Some interesting observations from Roll Call:
It will be the most Catholic Congress ever that hears from Pope Francis — and, as of this month, the first with as many Republican as Democratic members of the church.
Two decades ago, the year before Speaker John A. Boehner initially became part of the GOP leadership and started working to arrange a papal visit, 27 percent of lawmakers were Roman Catholic but only a third of them were Republicans like him. One generation and a pair of papacies later, the Ohioan’s vision is about to become a reality in a Capitol with very different faith demographics.
While the nation and its federal legislators have become more religiously diverse overall, the congressional Catholic population has grown steadily: 31 percent of today’s lawmakers say they belong to the church, but only 22 percent of their constituents do.
And the expansion of the papal flock on the Hill has been disproportionately on the Republican side of the aisle. That was underscored by the most recent special election, which sent Darin LaHood to the House as the newest congressman from downstate Illinois. He becomes the 83rdRoman Catholic in the GOP ranks — matching exactly the number of Democrats in the 114thCongress who recognize the pope as their spiritual leader.

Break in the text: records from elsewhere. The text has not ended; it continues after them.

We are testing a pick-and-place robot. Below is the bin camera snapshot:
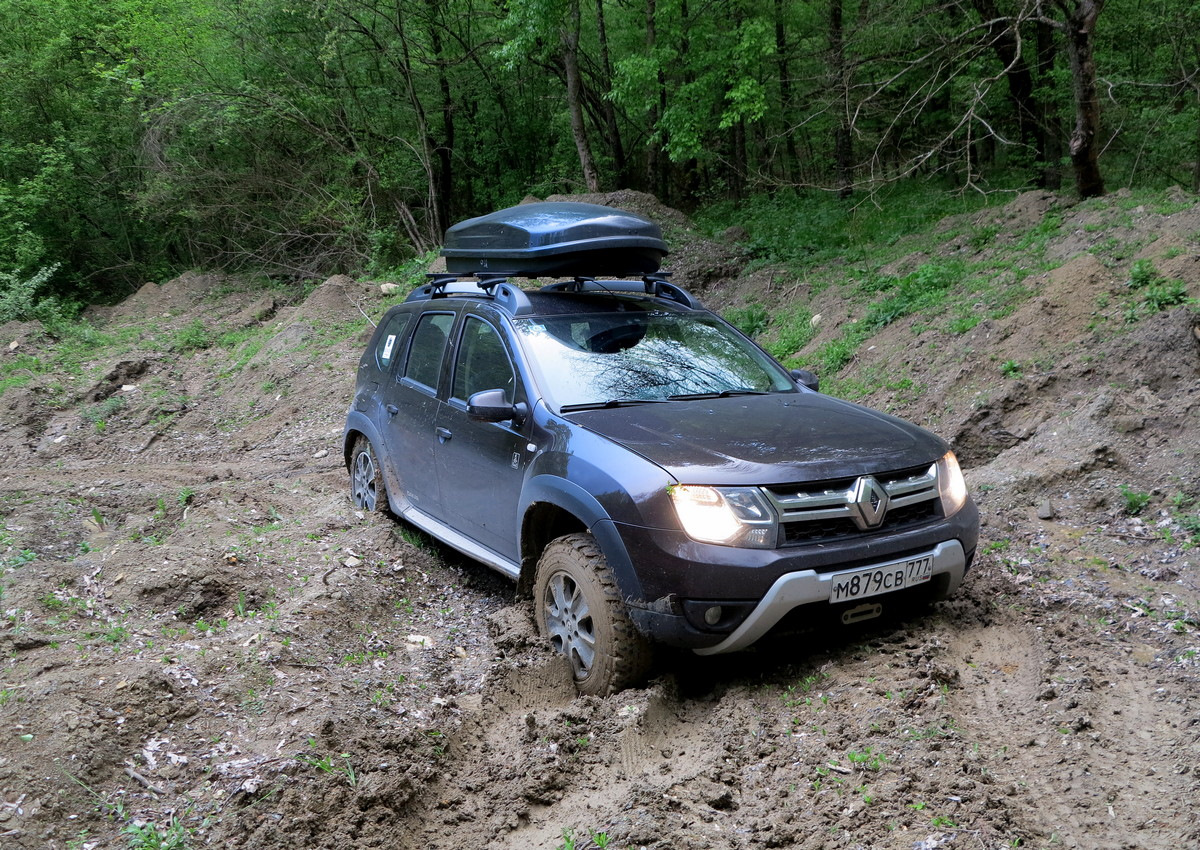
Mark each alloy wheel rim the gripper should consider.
[544,573,596,678]
[352,451,376,510]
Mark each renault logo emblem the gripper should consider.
[850,475,889,528]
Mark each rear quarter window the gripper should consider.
[376,313,412,372]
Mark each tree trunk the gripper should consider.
[775,0,799,182]
[425,0,456,232]
[829,0,854,198]
[1037,20,1063,190]
[646,0,667,202]
[563,0,600,192]
[1055,0,1105,198]
[596,0,629,186]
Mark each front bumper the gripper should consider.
[616,501,979,654]
[695,540,967,656]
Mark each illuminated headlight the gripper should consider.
[937,451,967,516]
[671,484,775,549]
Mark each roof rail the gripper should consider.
[539,271,703,310]
[404,271,530,315]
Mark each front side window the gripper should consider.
[516,311,796,409]
[451,316,516,405]
[404,313,454,390]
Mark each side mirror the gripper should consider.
[791,369,821,393]
[467,389,529,425]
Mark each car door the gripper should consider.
[382,310,455,519]
[354,312,413,426]
[436,316,529,562]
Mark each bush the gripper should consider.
[0,264,74,324]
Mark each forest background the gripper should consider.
[0,0,1200,322]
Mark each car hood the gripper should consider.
[568,393,948,485]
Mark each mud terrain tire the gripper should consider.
[350,433,388,511]
[534,534,652,696]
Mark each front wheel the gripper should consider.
[534,534,650,696]
[350,433,388,510]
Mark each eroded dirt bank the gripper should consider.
[0,196,1200,850]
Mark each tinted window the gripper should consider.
[452,316,515,403]
[376,313,412,371]
[404,313,454,389]
[516,312,796,407]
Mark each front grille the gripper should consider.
[767,463,941,545]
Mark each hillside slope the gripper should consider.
[0,193,1200,850]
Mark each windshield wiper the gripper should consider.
[558,399,666,413]
[667,390,768,401]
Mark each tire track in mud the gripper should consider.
[947,615,1200,850]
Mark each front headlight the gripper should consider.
[671,484,776,549]
[937,451,967,516]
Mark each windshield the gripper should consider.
[516,310,796,411]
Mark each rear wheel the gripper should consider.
[350,433,388,510]
[534,534,650,696]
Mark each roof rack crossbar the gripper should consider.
[541,271,703,310]
[406,271,530,315]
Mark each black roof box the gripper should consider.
[442,203,667,277]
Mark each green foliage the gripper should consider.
[169,319,217,354]
[725,304,770,339]
[1117,484,1150,516]
[0,264,77,325]
[0,0,1200,309]
[1142,280,1188,312]
[1129,259,1159,289]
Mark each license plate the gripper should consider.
[829,555,934,603]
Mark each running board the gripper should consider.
[401,507,521,581]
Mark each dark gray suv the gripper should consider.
[344,204,979,694]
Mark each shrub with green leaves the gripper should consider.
[0,264,76,324]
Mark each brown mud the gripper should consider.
[0,193,1200,850]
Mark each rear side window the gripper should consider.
[404,313,454,389]
[376,313,412,372]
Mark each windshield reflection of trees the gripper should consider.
[521,313,787,405]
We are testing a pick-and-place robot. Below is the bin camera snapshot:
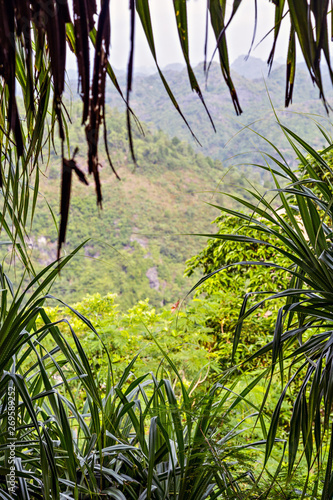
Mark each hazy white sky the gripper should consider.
[68,0,289,69]
[107,0,288,69]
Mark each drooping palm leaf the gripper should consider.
[0,0,333,260]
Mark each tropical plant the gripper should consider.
[0,256,270,500]
[0,0,333,258]
[188,124,333,500]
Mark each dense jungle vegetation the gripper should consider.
[0,0,333,500]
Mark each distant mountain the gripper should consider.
[95,58,333,172]
[36,59,333,307]
[24,106,261,307]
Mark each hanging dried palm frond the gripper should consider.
[0,0,333,262]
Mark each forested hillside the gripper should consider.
[72,57,332,168]
[21,57,330,307]
[26,103,266,306]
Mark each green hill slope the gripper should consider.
[98,58,333,166]
[26,107,260,307]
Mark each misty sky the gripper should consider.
[68,0,288,69]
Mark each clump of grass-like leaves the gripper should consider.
[0,248,265,500]
[191,125,333,499]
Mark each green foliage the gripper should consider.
[185,215,290,367]
[191,125,333,500]
[2,102,260,310]
[43,294,219,386]
[0,258,272,500]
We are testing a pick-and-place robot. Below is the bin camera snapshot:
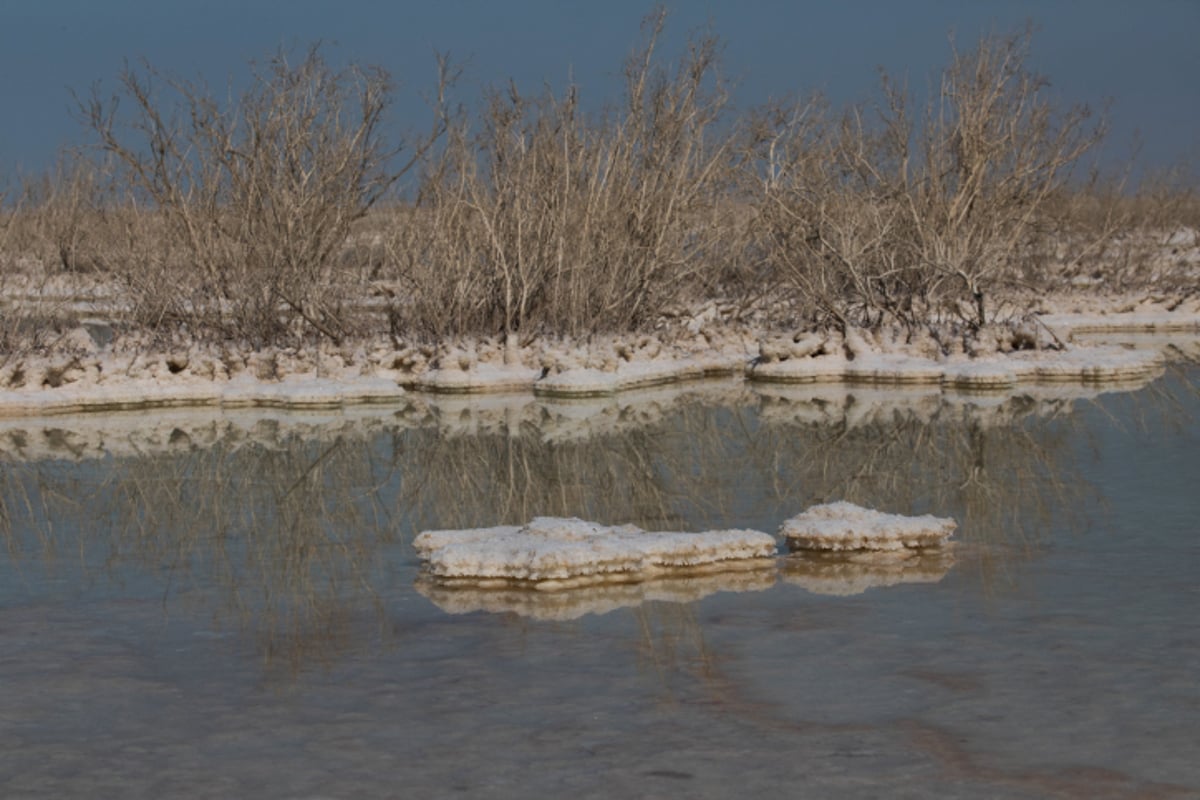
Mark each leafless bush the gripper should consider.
[80,47,444,344]
[751,30,1103,327]
[394,12,731,335]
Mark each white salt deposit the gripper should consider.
[0,305,1200,415]
[413,517,775,590]
[780,501,958,551]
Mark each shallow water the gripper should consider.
[0,368,1200,798]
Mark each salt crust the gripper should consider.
[780,547,955,596]
[780,501,958,552]
[413,517,775,591]
[416,568,775,621]
[0,379,1152,461]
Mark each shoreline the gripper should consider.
[0,308,1200,417]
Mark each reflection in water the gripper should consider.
[781,546,954,596]
[0,369,1190,670]
[416,561,775,621]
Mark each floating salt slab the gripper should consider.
[413,517,775,590]
[416,568,775,621]
[780,501,956,552]
[780,547,955,596]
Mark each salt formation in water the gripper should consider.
[416,560,775,621]
[780,503,956,552]
[413,517,775,590]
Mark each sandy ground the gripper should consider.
[0,296,1200,416]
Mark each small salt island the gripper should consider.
[413,517,776,591]
[780,501,958,553]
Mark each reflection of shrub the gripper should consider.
[82,48,436,343]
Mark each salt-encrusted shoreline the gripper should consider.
[0,311,1200,416]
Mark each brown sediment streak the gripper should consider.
[895,720,1195,800]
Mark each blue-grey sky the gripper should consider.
[0,0,1200,175]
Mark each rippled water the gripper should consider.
[0,367,1200,798]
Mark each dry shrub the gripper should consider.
[392,12,732,335]
[80,47,436,344]
[751,30,1103,329]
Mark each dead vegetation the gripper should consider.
[0,12,1200,353]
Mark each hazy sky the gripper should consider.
[0,0,1200,175]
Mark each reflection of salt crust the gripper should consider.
[416,561,775,620]
[413,517,775,590]
[781,547,954,596]
[780,503,956,551]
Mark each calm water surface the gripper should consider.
[0,367,1200,798]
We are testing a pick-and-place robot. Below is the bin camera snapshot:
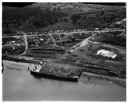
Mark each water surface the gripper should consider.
[3,61,126,101]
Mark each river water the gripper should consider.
[3,60,126,101]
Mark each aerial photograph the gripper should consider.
[1,2,126,101]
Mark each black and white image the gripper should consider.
[1,2,126,101]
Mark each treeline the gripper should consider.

Such parity between the parties has looked inevitable for decades, says Michael Sean Winters, a senior journalist at the National Catholic Reporter and the author of “Left at the Altar: How Democrats Lost the Catholics and How Catholics Can Save the Democrats.”
“When the Democrats became obsessed with identity politics, a large group of white working-class people felt abandoned and started checking out the other team,” he says. “The election of so many more Republican Catholics in recent years is one result.”
A symbolic reflection of the new equality will appear on TV screens worldwide on Sept. 24, when Francis transforms the House chamber’s rostrum into a papal pulpit for the first time. Sitting behind him will be a Catholic titular president of the Senate, Democratic Vice President Joseph R. Biden Jr.; alongside Boehner, who is continuing his religion’s modern dominance of the speakership. (Six of the 11 people elected to preside over the House since World War II have been Catholic; a seventh, Republican Newt Gingrich, held the post as a Baptist but has since converted.)